As Philips has become a pure health technology company, this focus is of particular interest, as it facilitates movement toward “more integrated health platforms,” he noted.

The study took data from sources such as WHO and the World Bank to create an accurate picture of health care spending and the state of affairs of the health care system.

“This year, for the first time, we are introducing the comparison between reality and the perception index,” said van Houten

Fully 91 percent of Americans put health over wealth, and 84 percent would rate their health positively. That contrasts to health care pros, who rate overall health for Americans as just 53 percent positively.
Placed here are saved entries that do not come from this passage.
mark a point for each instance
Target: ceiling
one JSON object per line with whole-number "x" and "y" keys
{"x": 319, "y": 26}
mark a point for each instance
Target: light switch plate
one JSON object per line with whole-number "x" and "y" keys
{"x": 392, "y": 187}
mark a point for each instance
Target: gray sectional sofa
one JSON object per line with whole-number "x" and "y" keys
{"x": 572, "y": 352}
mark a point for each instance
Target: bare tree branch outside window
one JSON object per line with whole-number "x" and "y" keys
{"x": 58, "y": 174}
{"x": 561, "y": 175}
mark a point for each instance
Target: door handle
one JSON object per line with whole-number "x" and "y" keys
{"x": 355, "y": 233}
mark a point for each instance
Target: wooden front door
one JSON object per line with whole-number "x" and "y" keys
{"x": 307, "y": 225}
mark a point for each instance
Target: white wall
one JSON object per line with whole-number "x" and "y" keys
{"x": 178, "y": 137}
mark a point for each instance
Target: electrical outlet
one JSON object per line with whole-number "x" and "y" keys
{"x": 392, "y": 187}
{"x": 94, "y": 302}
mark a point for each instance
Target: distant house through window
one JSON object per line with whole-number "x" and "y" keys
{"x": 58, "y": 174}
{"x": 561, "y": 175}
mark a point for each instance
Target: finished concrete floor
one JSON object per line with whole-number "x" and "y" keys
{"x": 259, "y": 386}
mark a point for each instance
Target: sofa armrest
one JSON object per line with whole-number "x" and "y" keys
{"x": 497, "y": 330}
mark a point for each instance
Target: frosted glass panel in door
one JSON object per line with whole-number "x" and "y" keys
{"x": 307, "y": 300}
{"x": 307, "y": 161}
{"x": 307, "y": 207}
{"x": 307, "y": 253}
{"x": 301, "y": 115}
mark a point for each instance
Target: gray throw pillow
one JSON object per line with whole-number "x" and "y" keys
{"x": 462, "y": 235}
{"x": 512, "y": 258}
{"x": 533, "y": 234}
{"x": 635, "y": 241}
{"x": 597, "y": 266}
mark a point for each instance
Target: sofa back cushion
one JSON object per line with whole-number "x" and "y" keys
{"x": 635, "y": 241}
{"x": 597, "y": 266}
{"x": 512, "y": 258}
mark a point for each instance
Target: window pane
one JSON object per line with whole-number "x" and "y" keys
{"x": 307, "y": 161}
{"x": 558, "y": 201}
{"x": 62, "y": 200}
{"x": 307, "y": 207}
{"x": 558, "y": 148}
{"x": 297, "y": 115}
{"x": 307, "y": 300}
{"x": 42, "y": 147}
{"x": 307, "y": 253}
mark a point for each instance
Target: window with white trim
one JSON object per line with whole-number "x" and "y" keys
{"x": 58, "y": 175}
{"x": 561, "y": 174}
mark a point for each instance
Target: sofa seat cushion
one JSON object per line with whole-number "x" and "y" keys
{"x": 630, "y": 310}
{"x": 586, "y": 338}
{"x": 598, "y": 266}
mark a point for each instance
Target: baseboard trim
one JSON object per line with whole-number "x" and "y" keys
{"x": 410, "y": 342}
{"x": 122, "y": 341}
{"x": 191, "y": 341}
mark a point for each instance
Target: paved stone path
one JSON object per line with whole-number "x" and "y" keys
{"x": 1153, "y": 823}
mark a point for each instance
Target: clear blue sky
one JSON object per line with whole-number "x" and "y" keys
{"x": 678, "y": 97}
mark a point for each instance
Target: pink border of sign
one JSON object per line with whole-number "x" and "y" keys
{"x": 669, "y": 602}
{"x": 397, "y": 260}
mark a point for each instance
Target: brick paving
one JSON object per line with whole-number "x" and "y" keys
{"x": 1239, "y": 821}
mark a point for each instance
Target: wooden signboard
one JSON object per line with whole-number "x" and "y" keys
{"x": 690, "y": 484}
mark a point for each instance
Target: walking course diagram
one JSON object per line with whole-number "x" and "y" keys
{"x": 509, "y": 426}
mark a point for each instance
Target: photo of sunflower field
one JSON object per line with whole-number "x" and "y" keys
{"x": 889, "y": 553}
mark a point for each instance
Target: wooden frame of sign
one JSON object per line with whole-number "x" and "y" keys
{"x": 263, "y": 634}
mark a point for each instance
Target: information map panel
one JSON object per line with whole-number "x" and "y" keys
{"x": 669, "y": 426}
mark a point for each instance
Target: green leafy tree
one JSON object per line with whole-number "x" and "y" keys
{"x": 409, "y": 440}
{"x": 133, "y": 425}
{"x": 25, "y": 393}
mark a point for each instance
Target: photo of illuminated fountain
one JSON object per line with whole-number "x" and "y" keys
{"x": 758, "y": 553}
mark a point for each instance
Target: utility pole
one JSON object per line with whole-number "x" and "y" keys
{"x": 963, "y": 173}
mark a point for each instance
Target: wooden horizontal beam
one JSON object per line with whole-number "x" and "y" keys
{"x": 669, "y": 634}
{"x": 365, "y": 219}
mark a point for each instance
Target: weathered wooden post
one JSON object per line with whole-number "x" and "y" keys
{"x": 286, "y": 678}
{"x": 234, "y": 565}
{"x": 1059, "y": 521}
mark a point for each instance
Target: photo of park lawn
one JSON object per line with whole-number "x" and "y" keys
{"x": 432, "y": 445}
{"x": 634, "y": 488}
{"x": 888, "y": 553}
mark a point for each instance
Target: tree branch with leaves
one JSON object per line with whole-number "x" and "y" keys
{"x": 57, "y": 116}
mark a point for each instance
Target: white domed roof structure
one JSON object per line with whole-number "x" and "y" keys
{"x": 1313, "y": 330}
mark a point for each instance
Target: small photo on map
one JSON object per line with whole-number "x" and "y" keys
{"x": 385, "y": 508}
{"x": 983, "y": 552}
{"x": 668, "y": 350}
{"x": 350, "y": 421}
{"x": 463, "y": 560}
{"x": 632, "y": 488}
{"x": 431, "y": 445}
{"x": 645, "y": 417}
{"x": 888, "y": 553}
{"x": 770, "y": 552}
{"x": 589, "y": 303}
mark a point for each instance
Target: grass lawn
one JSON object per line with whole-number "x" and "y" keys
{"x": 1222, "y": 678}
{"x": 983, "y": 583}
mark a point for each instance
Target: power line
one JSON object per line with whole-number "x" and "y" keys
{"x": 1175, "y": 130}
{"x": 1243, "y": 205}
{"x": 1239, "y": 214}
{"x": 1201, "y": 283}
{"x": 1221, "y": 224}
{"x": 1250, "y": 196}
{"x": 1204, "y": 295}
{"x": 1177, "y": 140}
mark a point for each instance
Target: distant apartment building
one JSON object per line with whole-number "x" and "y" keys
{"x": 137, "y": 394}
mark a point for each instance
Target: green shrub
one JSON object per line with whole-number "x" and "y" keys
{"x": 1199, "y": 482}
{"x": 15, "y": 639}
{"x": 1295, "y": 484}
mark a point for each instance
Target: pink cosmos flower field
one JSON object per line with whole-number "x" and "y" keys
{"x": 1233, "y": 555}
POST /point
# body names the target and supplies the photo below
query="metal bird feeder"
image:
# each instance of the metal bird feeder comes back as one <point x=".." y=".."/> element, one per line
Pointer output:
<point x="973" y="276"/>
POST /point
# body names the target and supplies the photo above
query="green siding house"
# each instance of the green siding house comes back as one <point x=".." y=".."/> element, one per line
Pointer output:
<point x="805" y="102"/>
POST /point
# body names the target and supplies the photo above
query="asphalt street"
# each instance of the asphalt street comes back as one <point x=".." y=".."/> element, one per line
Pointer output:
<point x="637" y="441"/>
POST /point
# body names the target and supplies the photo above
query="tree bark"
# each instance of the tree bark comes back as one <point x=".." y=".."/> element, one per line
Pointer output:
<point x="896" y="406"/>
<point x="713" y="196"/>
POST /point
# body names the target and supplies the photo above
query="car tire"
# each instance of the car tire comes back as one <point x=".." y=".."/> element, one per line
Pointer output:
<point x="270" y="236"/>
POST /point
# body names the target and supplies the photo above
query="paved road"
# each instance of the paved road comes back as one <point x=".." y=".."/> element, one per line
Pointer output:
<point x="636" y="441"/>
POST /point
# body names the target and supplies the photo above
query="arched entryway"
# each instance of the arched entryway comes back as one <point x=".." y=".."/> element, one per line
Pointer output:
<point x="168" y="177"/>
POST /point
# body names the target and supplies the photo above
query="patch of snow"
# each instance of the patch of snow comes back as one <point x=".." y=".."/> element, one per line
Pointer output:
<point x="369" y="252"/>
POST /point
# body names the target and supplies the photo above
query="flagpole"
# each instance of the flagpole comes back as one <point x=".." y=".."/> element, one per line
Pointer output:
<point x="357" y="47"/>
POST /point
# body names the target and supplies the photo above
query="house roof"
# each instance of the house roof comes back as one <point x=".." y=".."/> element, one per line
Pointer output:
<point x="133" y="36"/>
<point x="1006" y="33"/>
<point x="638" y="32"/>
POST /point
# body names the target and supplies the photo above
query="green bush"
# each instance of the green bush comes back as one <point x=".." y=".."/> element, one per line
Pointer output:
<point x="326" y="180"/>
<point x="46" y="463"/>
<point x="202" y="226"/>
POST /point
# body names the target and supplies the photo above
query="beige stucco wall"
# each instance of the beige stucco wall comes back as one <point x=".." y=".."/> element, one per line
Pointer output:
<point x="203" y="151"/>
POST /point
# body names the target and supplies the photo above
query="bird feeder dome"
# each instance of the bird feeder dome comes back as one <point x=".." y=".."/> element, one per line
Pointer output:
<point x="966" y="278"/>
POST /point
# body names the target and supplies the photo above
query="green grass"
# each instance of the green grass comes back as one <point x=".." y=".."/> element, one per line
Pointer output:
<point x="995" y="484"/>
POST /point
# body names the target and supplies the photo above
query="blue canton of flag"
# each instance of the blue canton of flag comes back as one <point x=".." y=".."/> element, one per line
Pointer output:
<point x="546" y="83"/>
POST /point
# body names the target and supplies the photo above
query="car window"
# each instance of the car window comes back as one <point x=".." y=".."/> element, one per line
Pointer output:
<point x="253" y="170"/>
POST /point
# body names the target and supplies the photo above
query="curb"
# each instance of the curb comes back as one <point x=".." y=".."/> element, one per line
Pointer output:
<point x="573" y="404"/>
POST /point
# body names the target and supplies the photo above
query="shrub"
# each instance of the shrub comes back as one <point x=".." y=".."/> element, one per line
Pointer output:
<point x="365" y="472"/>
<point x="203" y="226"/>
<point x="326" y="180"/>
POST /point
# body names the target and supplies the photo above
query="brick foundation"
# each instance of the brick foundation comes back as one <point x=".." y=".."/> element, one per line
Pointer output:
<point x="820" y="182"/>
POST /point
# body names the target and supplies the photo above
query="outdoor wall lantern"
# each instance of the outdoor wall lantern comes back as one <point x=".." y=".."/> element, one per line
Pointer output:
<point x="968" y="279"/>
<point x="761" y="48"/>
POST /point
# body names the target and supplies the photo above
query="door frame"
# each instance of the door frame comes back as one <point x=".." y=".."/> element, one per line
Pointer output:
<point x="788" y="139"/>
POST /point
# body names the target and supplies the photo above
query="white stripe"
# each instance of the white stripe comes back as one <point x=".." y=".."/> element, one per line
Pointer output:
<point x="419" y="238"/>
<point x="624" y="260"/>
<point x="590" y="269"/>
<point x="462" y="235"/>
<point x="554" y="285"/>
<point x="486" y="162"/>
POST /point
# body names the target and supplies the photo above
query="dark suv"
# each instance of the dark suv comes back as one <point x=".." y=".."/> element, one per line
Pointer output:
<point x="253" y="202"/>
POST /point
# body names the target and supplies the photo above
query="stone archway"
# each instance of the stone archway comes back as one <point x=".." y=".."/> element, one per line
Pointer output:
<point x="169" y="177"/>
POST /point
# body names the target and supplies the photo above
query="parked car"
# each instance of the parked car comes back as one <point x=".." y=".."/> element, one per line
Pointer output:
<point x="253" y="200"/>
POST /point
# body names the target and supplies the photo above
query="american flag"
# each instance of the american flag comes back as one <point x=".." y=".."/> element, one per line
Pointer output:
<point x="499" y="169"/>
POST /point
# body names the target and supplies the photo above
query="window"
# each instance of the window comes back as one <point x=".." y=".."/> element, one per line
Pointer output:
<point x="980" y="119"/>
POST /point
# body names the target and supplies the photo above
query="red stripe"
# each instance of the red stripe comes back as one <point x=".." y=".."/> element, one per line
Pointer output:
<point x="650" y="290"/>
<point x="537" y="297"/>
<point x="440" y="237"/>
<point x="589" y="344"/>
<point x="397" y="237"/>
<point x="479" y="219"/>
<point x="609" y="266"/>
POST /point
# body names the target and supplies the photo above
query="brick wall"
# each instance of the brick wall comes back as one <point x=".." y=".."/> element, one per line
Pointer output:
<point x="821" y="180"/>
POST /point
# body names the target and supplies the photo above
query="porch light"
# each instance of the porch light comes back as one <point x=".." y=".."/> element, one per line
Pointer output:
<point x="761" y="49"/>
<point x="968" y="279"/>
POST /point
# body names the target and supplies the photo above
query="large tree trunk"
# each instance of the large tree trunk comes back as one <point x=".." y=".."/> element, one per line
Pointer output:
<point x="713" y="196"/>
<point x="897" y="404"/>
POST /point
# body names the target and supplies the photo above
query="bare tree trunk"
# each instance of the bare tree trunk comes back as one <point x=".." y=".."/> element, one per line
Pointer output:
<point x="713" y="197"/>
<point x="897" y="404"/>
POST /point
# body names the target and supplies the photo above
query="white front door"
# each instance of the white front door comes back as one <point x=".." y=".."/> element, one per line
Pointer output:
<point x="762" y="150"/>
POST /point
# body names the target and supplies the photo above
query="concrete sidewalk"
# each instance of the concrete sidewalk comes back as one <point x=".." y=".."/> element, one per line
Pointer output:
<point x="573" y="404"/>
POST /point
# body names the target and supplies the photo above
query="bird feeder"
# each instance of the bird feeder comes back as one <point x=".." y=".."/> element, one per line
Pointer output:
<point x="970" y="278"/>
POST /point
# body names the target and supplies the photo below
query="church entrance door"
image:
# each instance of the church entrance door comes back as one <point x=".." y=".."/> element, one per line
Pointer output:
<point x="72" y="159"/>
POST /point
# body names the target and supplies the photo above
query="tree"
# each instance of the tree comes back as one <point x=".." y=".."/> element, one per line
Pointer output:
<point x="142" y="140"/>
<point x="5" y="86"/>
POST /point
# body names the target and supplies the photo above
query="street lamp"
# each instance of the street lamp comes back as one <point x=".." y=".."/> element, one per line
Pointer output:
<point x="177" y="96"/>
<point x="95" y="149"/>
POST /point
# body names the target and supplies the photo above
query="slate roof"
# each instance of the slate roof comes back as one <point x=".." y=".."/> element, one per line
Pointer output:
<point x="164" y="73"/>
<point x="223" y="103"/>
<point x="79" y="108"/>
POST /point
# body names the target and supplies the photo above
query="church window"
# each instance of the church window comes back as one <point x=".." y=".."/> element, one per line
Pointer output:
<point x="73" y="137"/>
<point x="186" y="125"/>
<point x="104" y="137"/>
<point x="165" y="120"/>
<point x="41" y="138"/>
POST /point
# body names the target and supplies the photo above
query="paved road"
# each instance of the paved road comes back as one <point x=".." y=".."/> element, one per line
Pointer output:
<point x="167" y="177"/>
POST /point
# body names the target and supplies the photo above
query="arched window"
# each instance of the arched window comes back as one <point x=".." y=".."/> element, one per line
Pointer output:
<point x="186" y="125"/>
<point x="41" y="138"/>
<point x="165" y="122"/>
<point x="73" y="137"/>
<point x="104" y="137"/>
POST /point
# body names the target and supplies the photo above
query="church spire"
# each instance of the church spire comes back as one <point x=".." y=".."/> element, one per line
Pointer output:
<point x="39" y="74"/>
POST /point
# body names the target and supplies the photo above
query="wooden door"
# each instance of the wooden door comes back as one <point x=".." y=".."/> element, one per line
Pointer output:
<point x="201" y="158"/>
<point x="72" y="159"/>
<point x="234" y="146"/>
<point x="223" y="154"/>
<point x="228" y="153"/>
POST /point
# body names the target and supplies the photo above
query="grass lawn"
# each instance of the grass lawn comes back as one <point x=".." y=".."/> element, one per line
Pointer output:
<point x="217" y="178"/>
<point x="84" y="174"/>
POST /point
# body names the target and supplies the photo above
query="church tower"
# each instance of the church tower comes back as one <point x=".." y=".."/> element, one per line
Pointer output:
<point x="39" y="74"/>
“We find there are significant gaps between what people expect and what they get,” he stressed, adding that where people expect integration to be normal, it is actually much less, which he observed is something “we can all recognize ... from our own anecdotal visits.”

Consumers, he advised, often have a perception that health care is integrated, pointing out that “at first glance that is what they expect, then the reality is that it isn’t – and people only find that the integration is not there once they are a patient in the system.”

Seventy percent of consumers would like more connected care but only 17 percent believe that it’s in place. A similar gap was found among professionals, as well.

Other findings from the survey included:

  • 86 percent of health care professionals and 61 percent of the general population say integration would improve the quality of U.S. health care

  • Nearly half of the general population thinks integration will push up health care costs

  • 49 percent of health care professionals think integration will push up costs to patients; 54 percent say it will raise overall costs

For van Houten, the results of this year's survey are a “a confirmation of our strategy – a patient-centric integrated care approach,” and a confirmation that “connected care is what people want.”

Such technology, he suggested, would enable recovery after a health event “in their home settings” and would permit “a different relationship between patient and provider through telehealth.”